Chen Jianlin miró a Gong Yue y dijo con desdén: —Entonces podrías haber elegido no venir. ¿Acaso te hemos invitado?

Gong Yue sintió una opresión en el pecho y giró la cabeza, molesta.

—Se me ocurre una idea: puedes llevar las maletas de todos como compensación por hacernos esperar —declaró Chen Jiaqiang con falsa generosidad.

Lin Zhiyan enarcó las cejas, dispuesta a hablar, pero Jiang Chen se le adelantó. —No importa.

—¡Puedo apañármelas sola! —Lin Zhiyan tomó la iniciativa y se colgó su propia bolsa al hombro.

Liang Fangfang y algunos otros se dieron cuenta de que Chen Jiaqiang le estaba poniendo las cosas difíciles a Jiang Chen deliberadamente, pero la actitud de Lin Zhiyan era todo lo contrario, siempre ayudándole. Tras sopesar los pros y los contras, decidieron no pedirle a Jiang Chen que llevara sus bolsas. Al fin y al cabo, todos eran de Dingjing y eran diferentes a Chen Jiaqiang.

Al final, solo Chen Jiaqiang y Chen Jianlin arrojaron sus bolsas sobre el sofá.

—Seamos realistas, hemos venido todos juntos, que cada uno lleve sus propias bolsas —dijo Liang Fangfang en voz baja después de mirar a Lin Zhiyan.

La expresión de Chen Jianlin cambió y miró a Lin Zhiyan, que ahora estaba visiblemente molesta. Sintiéndose irritado pero resignado, recogió su propia bolsa.

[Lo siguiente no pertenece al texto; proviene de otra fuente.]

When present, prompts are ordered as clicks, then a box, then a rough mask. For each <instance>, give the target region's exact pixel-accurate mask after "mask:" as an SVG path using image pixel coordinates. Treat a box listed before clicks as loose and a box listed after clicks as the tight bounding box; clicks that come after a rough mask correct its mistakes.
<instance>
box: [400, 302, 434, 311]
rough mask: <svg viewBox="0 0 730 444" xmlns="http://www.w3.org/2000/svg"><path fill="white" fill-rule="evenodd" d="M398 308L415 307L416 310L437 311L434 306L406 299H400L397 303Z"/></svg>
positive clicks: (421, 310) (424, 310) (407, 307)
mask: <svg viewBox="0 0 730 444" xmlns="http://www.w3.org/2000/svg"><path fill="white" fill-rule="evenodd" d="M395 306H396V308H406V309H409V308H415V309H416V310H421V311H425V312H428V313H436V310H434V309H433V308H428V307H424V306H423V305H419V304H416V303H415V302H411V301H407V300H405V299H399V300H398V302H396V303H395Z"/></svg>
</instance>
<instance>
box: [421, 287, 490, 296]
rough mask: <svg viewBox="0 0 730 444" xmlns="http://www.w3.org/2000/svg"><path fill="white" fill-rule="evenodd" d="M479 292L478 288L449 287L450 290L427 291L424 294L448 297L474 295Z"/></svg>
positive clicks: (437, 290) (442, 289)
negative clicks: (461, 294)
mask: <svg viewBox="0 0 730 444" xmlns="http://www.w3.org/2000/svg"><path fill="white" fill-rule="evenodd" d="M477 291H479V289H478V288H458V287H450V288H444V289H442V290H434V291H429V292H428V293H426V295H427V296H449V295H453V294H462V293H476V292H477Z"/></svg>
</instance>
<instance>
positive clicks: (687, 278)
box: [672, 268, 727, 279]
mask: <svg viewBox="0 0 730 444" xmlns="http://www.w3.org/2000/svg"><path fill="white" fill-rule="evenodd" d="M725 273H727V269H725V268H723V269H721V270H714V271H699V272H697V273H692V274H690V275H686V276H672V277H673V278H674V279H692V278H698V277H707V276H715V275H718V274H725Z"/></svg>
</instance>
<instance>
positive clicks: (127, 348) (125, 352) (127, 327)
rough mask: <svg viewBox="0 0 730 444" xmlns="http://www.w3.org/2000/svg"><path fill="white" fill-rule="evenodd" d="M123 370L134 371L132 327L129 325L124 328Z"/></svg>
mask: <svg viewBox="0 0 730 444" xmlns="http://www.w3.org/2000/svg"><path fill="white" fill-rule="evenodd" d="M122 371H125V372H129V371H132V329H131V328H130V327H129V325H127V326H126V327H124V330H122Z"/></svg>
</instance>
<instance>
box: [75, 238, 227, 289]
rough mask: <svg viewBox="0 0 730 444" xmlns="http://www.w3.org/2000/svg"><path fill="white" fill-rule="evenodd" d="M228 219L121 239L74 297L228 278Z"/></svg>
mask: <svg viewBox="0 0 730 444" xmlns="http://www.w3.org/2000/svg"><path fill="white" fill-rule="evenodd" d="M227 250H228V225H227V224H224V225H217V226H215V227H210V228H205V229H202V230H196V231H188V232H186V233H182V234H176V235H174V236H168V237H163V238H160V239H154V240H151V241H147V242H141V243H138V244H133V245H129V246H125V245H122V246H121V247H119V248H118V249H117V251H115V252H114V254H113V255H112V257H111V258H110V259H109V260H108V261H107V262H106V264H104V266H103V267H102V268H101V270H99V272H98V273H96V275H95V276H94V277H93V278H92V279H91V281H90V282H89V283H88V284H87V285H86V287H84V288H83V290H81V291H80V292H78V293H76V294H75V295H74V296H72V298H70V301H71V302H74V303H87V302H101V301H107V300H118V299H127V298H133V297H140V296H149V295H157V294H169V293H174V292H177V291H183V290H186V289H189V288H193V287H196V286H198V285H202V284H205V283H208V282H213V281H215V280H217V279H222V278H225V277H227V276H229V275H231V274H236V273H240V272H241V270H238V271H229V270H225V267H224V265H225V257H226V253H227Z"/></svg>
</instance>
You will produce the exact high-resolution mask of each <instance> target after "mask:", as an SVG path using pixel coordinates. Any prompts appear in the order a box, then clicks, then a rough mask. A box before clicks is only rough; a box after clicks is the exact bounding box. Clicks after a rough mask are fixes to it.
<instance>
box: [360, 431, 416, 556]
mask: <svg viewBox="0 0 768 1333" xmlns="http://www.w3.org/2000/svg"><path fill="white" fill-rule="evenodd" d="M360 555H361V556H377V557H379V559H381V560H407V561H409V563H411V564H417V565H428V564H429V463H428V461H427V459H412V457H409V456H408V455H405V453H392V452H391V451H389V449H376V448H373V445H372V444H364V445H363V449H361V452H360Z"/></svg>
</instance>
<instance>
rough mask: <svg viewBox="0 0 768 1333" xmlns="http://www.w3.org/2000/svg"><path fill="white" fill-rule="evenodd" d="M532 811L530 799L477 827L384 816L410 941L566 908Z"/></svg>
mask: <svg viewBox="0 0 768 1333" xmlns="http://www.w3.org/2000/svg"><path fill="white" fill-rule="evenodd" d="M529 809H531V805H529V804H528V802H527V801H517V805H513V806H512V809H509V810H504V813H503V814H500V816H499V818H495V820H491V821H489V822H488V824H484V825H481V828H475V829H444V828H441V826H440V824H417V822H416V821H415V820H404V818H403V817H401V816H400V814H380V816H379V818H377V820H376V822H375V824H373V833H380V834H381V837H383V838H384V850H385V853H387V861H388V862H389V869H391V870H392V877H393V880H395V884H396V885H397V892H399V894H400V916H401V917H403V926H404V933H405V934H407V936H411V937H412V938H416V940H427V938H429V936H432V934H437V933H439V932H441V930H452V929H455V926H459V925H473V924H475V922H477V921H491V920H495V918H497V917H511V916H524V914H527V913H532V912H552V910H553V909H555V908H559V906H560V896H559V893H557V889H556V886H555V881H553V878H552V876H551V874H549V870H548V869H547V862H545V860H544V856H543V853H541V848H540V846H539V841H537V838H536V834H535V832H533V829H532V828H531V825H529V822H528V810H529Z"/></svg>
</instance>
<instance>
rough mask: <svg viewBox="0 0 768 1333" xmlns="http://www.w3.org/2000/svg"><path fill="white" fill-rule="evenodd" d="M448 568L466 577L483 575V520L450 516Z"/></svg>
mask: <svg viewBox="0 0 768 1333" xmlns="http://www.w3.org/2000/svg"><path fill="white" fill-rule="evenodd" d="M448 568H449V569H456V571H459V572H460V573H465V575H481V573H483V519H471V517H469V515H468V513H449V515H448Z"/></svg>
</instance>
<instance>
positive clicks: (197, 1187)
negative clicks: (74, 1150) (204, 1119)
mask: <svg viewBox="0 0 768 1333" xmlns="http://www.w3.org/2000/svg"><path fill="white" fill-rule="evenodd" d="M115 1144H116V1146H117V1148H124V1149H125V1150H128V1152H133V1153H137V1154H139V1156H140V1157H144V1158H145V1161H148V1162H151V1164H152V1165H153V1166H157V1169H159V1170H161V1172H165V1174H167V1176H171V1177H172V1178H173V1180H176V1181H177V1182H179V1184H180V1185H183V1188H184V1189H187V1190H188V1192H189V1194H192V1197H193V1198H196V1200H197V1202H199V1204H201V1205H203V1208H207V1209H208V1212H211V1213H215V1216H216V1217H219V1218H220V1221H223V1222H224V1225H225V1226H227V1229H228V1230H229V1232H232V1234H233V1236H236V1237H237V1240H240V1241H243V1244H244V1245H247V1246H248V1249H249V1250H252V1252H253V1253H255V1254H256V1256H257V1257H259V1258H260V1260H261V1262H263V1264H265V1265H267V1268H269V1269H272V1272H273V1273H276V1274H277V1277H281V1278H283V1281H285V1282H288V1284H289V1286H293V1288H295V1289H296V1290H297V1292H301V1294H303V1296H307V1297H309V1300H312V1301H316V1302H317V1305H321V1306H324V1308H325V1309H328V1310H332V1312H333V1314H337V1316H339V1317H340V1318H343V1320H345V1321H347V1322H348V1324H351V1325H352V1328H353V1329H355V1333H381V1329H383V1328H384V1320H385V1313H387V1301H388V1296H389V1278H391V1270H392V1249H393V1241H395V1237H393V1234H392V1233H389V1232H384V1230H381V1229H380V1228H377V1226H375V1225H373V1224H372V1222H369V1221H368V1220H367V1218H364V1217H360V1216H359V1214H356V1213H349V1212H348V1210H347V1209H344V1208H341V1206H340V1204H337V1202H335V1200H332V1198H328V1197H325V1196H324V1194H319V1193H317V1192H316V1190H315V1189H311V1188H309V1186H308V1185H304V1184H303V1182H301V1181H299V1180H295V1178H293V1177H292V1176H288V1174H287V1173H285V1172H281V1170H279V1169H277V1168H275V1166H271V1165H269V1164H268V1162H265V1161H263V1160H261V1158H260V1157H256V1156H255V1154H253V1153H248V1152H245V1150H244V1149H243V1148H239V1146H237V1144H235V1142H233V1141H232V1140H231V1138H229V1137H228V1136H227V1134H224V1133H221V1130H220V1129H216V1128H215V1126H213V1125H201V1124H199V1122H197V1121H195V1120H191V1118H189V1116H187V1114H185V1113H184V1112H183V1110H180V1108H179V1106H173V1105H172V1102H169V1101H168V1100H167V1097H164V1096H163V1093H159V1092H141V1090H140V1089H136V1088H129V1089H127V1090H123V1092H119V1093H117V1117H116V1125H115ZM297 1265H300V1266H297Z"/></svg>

Los ojos de Chen Jiaqiang se movieron de un lado a otro y asintió. —De acuerdo, llevaremos nuestras propias bolsas. Jiang Chen, ve al almacén y trae la parrilla para la barbacoa, y también el carbón. Haremos nuestra propia barbacoa al aire libre para almorzar.

Jiang Chen miró a Chen Jiaqiang sin expresión, luego se dio la vuelta y caminó hacia el almacén del hotel.

Lin Zhiyan fulminó con la mirada a Chen Jiaqiang y siguió a Jiang Chen.

—¡Eh, Zhi Yan! —la llamó Chen Jianlin, ¡pero Lin Zhiyan no le prestó ninguna atención!

Gong Yue observó la escena y, con una mirada astuta, los siguió también.

Las expresiones de Chen Jianlin y Chen Jiaqiang se ensombrecieron de inmediato, mientras que Liang Fangfang y los demás mostraban miradas avergonzadas.

Esa tarde, preocupados de que Lin Zhiyan estuviera realmente molesta, Chen Jiaqiang y su compañero no le pusieron las cosas demasiado difíciles a Jiang Chen. Pero cuando llegó la noche y era hora de volver al hotel para cenar, Chen Jiaqiang volvió a las andadas, pidiéndole de nuevo a Jiang Chen que devolviera la parrilla de la barbacoa.

Mientras tanto, ¡Chen Jiaqiang y los demás fueron directamente al comedor privado del hotel y empezaron a pedir platos sin esperar a Jiang Chen!

Justo después de que terminaran de pedir, la puerta del reservado se abrió y un hombre corpulento entró.